There’s no simple, sweeping solution that will guarantee your people will wholeheartedly embrace your chosen PLM software.
By involving your people soon in the PLM selection process, you’ll increase your chances of widespread PLM acceptance and adoption later.
#2 - Power your PLM selection process with a storyline.
When I ask my customers about their vision, they often show me a slide deck with tons of facts. Facts are always good, but aligning your organization around a PLM system change takes more than facts and figures.
Unless the people you’re trying to reach find themselves personally invested in the process, your facts probably won’t resonate with them.
That’s why I’m a huge believer in investing time to build a PLM narrative – your PLM storyline.
Before hitting the PLM evaluation road, take time to reflect on your vision and your goals for the project:
- Are you trying to secure an investment, drive a mindset change, or bring other lifecycle teams on board?
- What problems are you trying to solve?
- And most importantly: why should they care?
Next, identify the key takeaways for your audience and the transformation you’re trying to trigger or accelerate.
Your storyline will motivate people to actively listen. It won’t seem like you’re just telling them what you want them to do.
The power of storytelling can lock in the commitment you need to move things forward.
#3 - Assess what’s important for you.
Most of the top PLM software vendors love to position themselves as an all-in-one solution.
To see what I’m talking about, check out the web pages of these major PLM vendors:
Your job is to evaluate what you need, what you’ll use, and what the software does well.
Rather than listing hundreds of requirements, define your top 5 use cases rather than getting too detailed with functional requirements.
Focus only on a handful of use cases that underline your unique business processes and system architecture. Vendors can prepare a demonstration and weave multiple capabilities together with your specific use cases.
They’ll help you find out whether their PLM software fits your specific business.
#4 - Evaluate PLM system vendors.
The next phase in the PLM software selection process is the search for new software. In addition to the well-known Dassault, Siemens, PTC or Aras, other smaller PLM software vendors might meet your company’s needs.

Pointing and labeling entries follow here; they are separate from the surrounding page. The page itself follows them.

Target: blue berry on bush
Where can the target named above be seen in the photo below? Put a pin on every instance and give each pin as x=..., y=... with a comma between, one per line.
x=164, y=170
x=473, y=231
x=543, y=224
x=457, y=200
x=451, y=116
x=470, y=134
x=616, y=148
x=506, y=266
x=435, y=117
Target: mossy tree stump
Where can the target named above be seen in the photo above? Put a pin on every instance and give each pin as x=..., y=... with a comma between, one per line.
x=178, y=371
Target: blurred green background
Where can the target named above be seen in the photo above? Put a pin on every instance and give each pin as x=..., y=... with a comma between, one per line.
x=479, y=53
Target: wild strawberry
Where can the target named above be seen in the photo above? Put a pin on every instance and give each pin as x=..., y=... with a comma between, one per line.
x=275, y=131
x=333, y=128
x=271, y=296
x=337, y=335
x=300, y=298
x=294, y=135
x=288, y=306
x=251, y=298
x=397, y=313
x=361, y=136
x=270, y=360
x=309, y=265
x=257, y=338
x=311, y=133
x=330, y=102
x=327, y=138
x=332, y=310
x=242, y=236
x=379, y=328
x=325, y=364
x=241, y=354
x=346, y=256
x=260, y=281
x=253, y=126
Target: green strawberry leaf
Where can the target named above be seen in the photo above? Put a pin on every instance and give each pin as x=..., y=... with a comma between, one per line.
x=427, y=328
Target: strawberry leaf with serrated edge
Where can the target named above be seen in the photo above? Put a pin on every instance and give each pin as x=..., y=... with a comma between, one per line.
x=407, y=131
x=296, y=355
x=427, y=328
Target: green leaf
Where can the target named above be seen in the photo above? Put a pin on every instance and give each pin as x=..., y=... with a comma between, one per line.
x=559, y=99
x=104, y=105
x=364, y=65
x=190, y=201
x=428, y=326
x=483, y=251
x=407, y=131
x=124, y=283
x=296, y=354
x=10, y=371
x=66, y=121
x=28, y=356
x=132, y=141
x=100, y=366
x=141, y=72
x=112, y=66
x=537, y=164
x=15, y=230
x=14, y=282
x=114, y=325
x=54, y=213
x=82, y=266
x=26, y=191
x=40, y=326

Start with a large list of vendors and gradually narrow down the list until you find one whose product demonstrations check most of the boxes on your key use cases.
I prefer to select a maximum of 7 systems for vendor demonstrations.
System demos take time. They’re organized into two or more rounds:
First Round of Demonstrations
In the first round, you’ll get to know your PLM software vendor partner.
They will typically provide a “standard” demonstration that shows the breadth of their software’s functionality. You want to use this first meeting to describe your evaluation criteria and key use cases, the areas that are most important to you.
The initial demonstration will be enough to eliminate some vendors and select the final candidates you want to invite for a detailed demonstration. To make the most out of the detailed demo, share with the vendors a detailed walkthrough of your key use cases in the form of a script, a set of videos, or a process documentation.
Don’t wait too long between the PLM vendor demos. It’ll be easier for folks on your team to compare solutions if the demos happen back-to-back.
My tip for this phase is not to get excited about capabilities you’re unlikely to ever use. This essential point is worth repeating: the best PLM implementation is the one your entire organization will use.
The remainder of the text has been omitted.